The Lipschitz metric in the library provides a fourth dimension for individual fairness — the maximum premium change per unit of feature-space distance — which can be logged separately as evidence that the model’s predictions are locally stable near protected characteristic boundaries. This is not currently integrated into the NSGA-II optimisation (the FairnessProblem is three objectives), but LipschitzMetric is available as a standalone post-hoc check.

Where this fits alongside existing tools

The Pareto front workflow sits after model development but before model governance sign-off. The typical sequence:

1. Fit candidate models (insurance-gam, CatBoost, GLM, orthogonal variants).
2. Run bias metrics across the candidate set using insurance_fairness.bias_metrics — demographic parity ratio, disparate impact, equalised odds, calibration by group.
3. If you want a defensible, auditable single model selection, run NSGA2FairnessOptimiser across the candidates and apply topsis_select with documented weights.
4. Log the ParetoResult JSON alongside the model documentation. Include the stakeholder weights and the TOPSIS rationale in the model governance submission.
5. At monitoring cadence, rerun the bias metrics on the deployed ensemble. If drift occurs, you have the original Pareto front as a reference for re-selection without refitting.

Step 3 adds roughly 10-20 minutes to a model review cycle for a typical personal lines portfolio. The governance benefit is substantially larger than the runtime cost.

The library is available at pip install insurance-fairness[pareto]. The [pareto] optional dependency installs pymoo>=0.6.1. Everything else — polars, numpy — is a standard dependency.

The honest limitation

The Pareto front we show is over ensemble mixing weights, not over the full model training pipeline. NSGA-II finds the best weighted combination of the models you provide. It does not search over hyperparameter spaces, feature sets, or alternative model families. If your three candidate models all share a fundamental flaw — say, all use the same proxy variable — the Pareto front will not escape that constraint.

This is by design, not limitation. Retraining inside a fitness evaluation would make the approach computationally intractable. The right workflow is to bring meaningfully different candidate models: at minimum one accuracy-optimised model, one that has undergone explicit fairness-constrained training or orthogonalisation, and ideally one that uses a reduced feature set as a naive baseline. With three or four genuinely distinct candidates, the Pareto front reveals real structure in the trade-off space.

The other honest point: Pareto front analysis does not make the fairness problem easier. It makes the trade-off visible and the selection process auditable.
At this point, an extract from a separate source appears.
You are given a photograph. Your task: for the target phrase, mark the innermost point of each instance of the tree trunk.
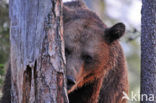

The hard decisions — which protected characteristics matter for your product, what weight to give group versus individual versus counterfactual fairness, what level of accuracy loss is commercially acceptable — remain exactly as hard as before. TOPSIS does not answer those questions. It operationalises the answers you have already given.

That is as it should be. The regulator is not asking you to have solved fairness. They are asking you to have thought about it rigorously and documented what you chose.